Depuis plus d’une décennie, les scientifiques s’efforcent de percer les mystères des « sursauts radio rapides », ou FRB. Ces impulsions radio inexpliquées sont principalement observées dans des galaxies lointaines, ce qui complique les analyses. Mais dans une nouvelle étude, une équipe de chercheur.euse.s internationale a révélé une étrange répétition au cœur d’un de ces signaux, rapportait Vice le 22 mars.

L’équipe a obtenu ces données à « haute résolution temporelle » grâce au réseau européen d’interférométrie à très longue base, un vaste réseau de radiotélescopes qui couvre quatre continents. Leur cible était FRB 180916, un curieux signal répétitif qui fonctionne sur un cycle de 16 jours : il est actif pendant quatre jours et se calme les 12 suivants. Mais une fois le signal étudié sur de minuscules intervalles de seulement 3 à 4 microsecondes, les chercheur.euse.s ont fait une incroyable découverte. En effet, le FRB est composé d’une « microstructure » qui se répète, révélant ainsi une nouvelle méthode pour comprendre la physique de ses émissions.

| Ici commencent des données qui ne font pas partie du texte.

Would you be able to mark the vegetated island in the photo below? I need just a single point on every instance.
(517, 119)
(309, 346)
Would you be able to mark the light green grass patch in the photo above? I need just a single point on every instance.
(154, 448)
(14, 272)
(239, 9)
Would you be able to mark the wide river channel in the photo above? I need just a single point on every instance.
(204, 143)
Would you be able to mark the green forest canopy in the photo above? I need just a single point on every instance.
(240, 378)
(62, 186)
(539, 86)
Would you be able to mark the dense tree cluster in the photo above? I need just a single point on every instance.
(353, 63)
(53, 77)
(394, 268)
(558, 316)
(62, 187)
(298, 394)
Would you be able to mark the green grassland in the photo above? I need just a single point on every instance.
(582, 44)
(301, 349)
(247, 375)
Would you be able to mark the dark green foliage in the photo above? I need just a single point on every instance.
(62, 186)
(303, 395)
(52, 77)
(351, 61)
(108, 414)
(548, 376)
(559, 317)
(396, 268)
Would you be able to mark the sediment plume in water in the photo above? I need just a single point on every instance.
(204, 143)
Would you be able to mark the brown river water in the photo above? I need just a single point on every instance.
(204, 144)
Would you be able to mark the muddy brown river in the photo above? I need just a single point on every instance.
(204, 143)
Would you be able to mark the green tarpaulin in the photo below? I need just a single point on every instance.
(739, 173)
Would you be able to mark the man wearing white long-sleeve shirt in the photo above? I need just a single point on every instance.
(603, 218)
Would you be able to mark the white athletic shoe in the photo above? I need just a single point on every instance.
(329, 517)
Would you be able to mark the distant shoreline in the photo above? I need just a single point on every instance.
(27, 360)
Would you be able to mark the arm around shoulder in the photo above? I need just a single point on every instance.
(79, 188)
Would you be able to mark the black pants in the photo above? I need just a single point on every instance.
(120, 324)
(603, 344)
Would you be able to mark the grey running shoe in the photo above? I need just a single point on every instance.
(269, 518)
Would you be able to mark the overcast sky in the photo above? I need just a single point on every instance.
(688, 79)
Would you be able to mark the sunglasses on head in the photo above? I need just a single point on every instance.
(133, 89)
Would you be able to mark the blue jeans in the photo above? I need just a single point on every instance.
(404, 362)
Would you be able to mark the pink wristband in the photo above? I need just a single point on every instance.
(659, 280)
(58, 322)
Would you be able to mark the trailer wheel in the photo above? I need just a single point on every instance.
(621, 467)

« La microstructure à laquelle nous faisons référence dans le titre de [l’étude] vient du fait que nous voyons la luminosité du signal elle-même varier sur des échelles de temps de l’ordre de la microseconde », a déclaré Kenzie Nimmo, doctorante à l’Institut Anton-Pannekoek d’astronomie de l’université d’Amsterdam. « Ces variations de luminosité à courte échelle de temps contraignent fortement la taille de la région d’émission des FRB, ce qui définit quels modèles peuvent fonctionner pour produire des FRB. »

En d’autres termes, l’étude d’un FRB à des échelles de temps très courtes permet de zoomer sur l’espace physique autour de la source inconnue de ces impulsions radio. La résolution obtenue par la chercheuse lui a permis de déterminer que la taille de la région d’émission, c’est-à-dire la zone qui crée ces impulsions, est d’environ un kilomètre d’échelle. Ce qui rend cette découverte si impressionnante, c’est que la source de l’explosion est située à environ 457 millions d’années-lumière de la Terre.